Back in San Quentin to serve out his final sentence, Black encountered his old friend Soldier Johnnie. They took a week to compare notes and catch up on each others lives. Johnnie told Black that the Sanctimonious Kid had escaped from prison before finishing his five year stretch, and had gone to Australia where he was hanged for killing a police constable. Black in turn told him the story of George’s demise and Mary’s disappearance to the Far North. In his book, which Black acknowledges was written thirteen years after being released at the end of the ten months he eventually served in San Quentin, he says, ‘Johnnie finished his time first, and went back to the road, where he probably will live out his life and die unwept, unhonoured and unhung.’

Retirement from Crime 

On his release, Fremont Older offered to take Black out for a meal. Acknowledging his dislike of swanky restaurants but his liking for ‘quick contrasts’ Black considered, ‘I had my breakfast in San Quentin, so why not lunch at the Palace?’ (289) Following lunch, Older invited Black to join him at his ranch for a few days to get get his bearings before finding his first straight job. The first of these was as cashier in a pool room, a few months later as a salesmen in the book department of The Emporium, following which, the job he still held at the time of writing his book, librarian on the Call, courtesy of Fremont Older. During his writing period Black was also involved in journalism, writing essays and participating in lecture tours.

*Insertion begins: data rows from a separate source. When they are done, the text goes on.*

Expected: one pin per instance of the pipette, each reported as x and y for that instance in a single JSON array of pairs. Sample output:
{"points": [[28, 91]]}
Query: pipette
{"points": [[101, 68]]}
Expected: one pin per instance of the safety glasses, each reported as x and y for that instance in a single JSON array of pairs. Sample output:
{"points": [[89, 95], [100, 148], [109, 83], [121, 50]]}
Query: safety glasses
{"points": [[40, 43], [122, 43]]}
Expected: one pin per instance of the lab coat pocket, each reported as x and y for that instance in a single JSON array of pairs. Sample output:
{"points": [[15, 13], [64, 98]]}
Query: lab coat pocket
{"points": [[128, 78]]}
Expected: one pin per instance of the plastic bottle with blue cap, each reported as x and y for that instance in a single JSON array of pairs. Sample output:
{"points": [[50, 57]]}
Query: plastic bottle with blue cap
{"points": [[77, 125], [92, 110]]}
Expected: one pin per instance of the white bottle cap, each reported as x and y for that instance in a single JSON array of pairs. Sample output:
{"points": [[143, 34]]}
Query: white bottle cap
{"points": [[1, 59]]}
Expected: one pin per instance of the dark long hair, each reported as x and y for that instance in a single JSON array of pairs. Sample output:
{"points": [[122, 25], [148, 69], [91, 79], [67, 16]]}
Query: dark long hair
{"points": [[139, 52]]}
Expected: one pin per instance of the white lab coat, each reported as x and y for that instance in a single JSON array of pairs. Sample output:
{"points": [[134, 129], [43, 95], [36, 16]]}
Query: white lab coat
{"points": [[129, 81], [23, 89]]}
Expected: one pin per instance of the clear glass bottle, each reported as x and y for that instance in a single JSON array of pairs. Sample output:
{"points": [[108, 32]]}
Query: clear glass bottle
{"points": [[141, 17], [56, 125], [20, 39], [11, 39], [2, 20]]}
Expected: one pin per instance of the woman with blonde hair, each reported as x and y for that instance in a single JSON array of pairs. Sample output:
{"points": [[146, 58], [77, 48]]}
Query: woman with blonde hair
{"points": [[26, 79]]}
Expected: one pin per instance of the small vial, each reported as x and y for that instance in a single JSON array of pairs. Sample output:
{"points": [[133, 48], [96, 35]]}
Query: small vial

Black summed up his life of crime by acknowledging that he had failed as a thief but was luckier than most of them having quit with is life and his liberty. Half of his thirty years as a criminal he had spent in prison and he calculated that around fifty thousand dollars had passed through his hands during the other fifteen years—about nine dollars a day, much of which ‘went to lawyers, fixers, bondsmen and other places.’ ‘What price larceny, burglary, and robbery?’ (292) But Black acknowledges that at fifty years old he was much healthier than many of his contemporaries. ‘I have no money, no wife, no auto. I have no dog. I have neither a radio set nor a rubber plant—I have no troubles.

We do not know how Black lived out the rest of his life but it is likely that the physical and mental trauma of his former life eventually caught up with him. It is thought that he drowned himself around ten years after writing his book—six years after its publication—after telling friends that if life got too much for him he would row out into New York Harbour and drop overboard with weights tied to his feet. In his darker moments Black described this state of mind as being ‘ready for the river.’